Charlie Watts the coolest on Earth, you were over 80. And sick. Sooner or later someone in the band would’ve to greet us all, sure. And we knew already that you wouldn’t participate in the next tour.
Still, it’s a shock.
The Stones will never be the same without you, always well-dressed jazz loving rhythm devourer sitting at the back. You were one of the best and coolest drummers in rock history. Of that unique, messy groove that the band created in its most brilliant moments, you Charlie Watts the coolest on Earth are a fundamental part.
Charlie Watts in the 60s
Here’s not the place to write all the anectoditcs about Charlie’s life, you can read them everywhere in these days. Everyone knows he became passionate about jazz soon, so early 50s. Not everyone knows, perhaps, it happened when he was living with his family in a prefab in the post World War II Wembley, where Luftwaffe bombed generously around, exactly in the days when Charlie was born. And well, no big surprise he was not a rocknroll teen: there was no rocknroll in the UK before the very late 50s. Therefore Charlie Parker was his role model, not Elvis.
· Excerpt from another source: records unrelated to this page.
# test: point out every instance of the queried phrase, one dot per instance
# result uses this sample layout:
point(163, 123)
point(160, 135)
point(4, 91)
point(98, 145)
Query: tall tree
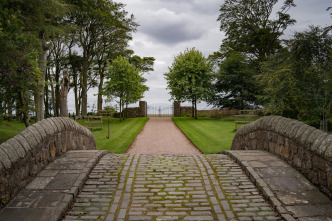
point(41, 17)
point(18, 57)
point(250, 27)
point(297, 82)
point(235, 84)
point(124, 82)
point(189, 78)
point(93, 19)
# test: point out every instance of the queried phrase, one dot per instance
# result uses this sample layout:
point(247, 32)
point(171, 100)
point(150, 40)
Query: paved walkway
point(237, 185)
point(169, 187)
point(162, 136)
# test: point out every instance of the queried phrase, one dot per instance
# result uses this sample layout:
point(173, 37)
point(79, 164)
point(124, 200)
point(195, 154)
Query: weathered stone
point(17, 147)
point(5, 159)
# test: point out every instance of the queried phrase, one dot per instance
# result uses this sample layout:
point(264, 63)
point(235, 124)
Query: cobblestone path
point(169, 187)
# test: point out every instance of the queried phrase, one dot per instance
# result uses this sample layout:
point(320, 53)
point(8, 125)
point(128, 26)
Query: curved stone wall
point(25, 155)
point(306, 148)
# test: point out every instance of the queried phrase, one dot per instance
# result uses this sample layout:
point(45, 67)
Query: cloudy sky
point(168, 27)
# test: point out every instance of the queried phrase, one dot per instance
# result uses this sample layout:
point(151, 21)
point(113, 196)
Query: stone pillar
point(143, 109)
point(177, 109)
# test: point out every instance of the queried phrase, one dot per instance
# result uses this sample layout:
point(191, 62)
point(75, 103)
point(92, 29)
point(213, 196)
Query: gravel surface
point(162, 136)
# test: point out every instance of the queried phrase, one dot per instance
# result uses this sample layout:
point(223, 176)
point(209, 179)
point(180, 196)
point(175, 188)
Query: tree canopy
point(124, 82)
point(251, 28)
point(235, 84)
point(189, 78)
point(297, 82)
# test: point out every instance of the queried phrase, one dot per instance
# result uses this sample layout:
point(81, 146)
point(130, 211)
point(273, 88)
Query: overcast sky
point(168, 27)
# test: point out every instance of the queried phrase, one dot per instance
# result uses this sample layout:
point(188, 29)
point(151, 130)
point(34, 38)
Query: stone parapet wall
point(25, 155)
point(143, 109)
point(306, 148)
point(186, 110)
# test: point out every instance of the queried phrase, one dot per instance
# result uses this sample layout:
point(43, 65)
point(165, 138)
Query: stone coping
point(292, 196)
point(54, 189)
point(307, 136)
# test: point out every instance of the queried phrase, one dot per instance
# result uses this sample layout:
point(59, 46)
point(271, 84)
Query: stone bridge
point(278, 169)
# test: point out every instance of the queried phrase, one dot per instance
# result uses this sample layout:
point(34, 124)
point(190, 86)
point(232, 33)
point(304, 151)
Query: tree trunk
point(120, 110)
point(52, 93)
point(46, 102)
point(100, 90)
point(195, 108)
point(39, 90)
point(84, 86)
point(192, 109)
point(57, 91)
point(63, 95)
point(77, 103)
point(10, 109)
point(24, 108)
point(1, 110)
point(17, 111)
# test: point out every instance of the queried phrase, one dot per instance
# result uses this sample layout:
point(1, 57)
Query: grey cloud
point(170, 28)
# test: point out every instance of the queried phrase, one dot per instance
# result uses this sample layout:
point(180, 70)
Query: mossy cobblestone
point(169, 187)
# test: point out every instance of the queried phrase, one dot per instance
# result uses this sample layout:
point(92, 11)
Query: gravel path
point(161, 136)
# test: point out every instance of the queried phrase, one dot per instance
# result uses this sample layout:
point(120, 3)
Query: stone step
point(54, 189)
point(292, 195)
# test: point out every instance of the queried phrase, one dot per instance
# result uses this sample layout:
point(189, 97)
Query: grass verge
point(208, 134)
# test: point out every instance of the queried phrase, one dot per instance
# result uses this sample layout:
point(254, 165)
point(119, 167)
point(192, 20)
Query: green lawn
point(122, 134)
point(208, 134)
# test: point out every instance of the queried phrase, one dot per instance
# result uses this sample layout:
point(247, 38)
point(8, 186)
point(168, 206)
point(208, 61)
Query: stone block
point(319, 163)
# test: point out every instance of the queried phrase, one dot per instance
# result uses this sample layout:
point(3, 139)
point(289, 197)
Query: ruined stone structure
point(25, 155)
point(177, 109)
point(306, 148)
point(133, 112)
point(181, 110)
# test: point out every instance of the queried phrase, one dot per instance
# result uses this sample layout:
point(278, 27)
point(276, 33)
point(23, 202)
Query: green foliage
point(189, 77)
point(250, 28)
point(144, 64)
point(235, 85)
point(209, 135)
point(122, 134)
point(297, 81)
point(124, 82)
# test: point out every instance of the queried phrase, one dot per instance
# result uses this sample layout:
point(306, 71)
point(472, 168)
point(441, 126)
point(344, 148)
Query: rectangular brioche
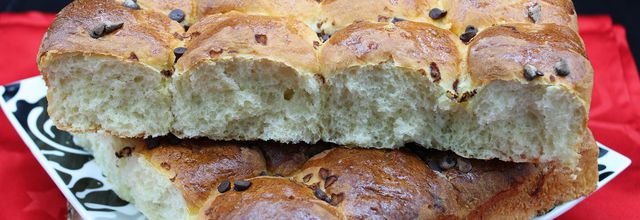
point(184, 179)
point(508, 80)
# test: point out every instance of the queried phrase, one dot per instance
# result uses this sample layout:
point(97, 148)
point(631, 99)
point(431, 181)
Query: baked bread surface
point(485, 79)
point(331, 182)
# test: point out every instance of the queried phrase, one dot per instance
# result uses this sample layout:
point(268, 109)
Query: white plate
point(80, 180)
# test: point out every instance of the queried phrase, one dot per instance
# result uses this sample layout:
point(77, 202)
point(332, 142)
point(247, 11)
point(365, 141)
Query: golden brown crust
point(197, 167)
point(234, 35)
point(549, 185)
point(284, 159)
point(145, 35)
point(391, 184)
point(410, 183)
point(408, 44)
point(338, 14)
point(269, 198)
point(501, 52)
point(304, 10)
point(165, 7)
point(375, 183)
point(486, 13)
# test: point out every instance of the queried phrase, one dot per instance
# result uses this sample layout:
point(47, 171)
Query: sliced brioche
point(184, 180)
point(513, 84)
point(247, 77)
point(113, 81)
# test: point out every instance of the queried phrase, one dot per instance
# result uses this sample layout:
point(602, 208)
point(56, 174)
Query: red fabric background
point(28, 193)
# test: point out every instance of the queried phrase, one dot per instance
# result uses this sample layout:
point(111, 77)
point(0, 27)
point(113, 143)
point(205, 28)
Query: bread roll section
point(202, 179)
point(484, 79)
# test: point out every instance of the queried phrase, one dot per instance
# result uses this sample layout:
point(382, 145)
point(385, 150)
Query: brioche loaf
point(484, 79)
point(183, 179)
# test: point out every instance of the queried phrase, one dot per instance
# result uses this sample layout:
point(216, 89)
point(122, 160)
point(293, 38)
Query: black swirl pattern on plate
point(10, 91)
point(71, 158)
point(601, 167)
Jazz and blues were the coolest things in UK 50s for a music loving teen ager. Poor, sure. As almost everyone in those days. Therefore maybe somehow genial, as when he turned a banjo into a snare drum, yes.
And as both the money flow and the drum kits in rock grew bigger and bigger, Watts sat always there behind his simple, small set.
Charlie was holding the group together better than anyone else could have done. With pace, but also with flexible, amazing dynamics where the songs benefited from that. Jazz school, musically.
Keeping himself far away from the pursuit of eternal youth and the excesses of the rest of the band, he was nevertheless able to throw an elegant punch in the face of his companion Mick in case of need. Wembley post World War II prefab area, socially.
Drummers. They rarely get the full attention when bands are on top. Then they leave and the bands quit or almost. Think about Led Zep, the Who, the Clash etc
Now Charlie Watts is no longer one of rock’s immortals. And that’s the shock. The Rolling Stones have been the symbol of rock’s seemingly eternal life. The passing of Charlie Watts is the end of an era. It’s the treason of a totem, an offense to the gods, a brutal interruption of a faith as irrational as it was cozy and warm. Will the Stones go on? Not the same way, although Jagger & Richards may well find themselves playing until they plunge.
Charlie’s death rang like an alarm clock, loud as a bomb of ’41. This may have woken up some of those who, hypnotized by the greatness of what it was, do not realize that the life of rock as we know it is today endangered. Retromania filling theaters with tribute bands, charts topped by bands sounding like 30 years ago, no future.
At the same time it is the chilling realization that the lifespan of what we called rock culture seems like doomed to an end and survives clinging to the longevity of its celebrated myths. And good old myths die every day, even the biggest ones, immortals included.
Remember when in a Monty Python’s return to the scene commercial sketch, Jagger sat solemnly on a sofa and complained about the phenomenon of “wrinkly old men trying to relive their youth and make a load of money with only old numbers“? Next to him lay Charlie Watts, stealing the scene with his eyes rolled up to the sky.
The Rolling Stones will never be the same without him and the world will never be the same without the Stones.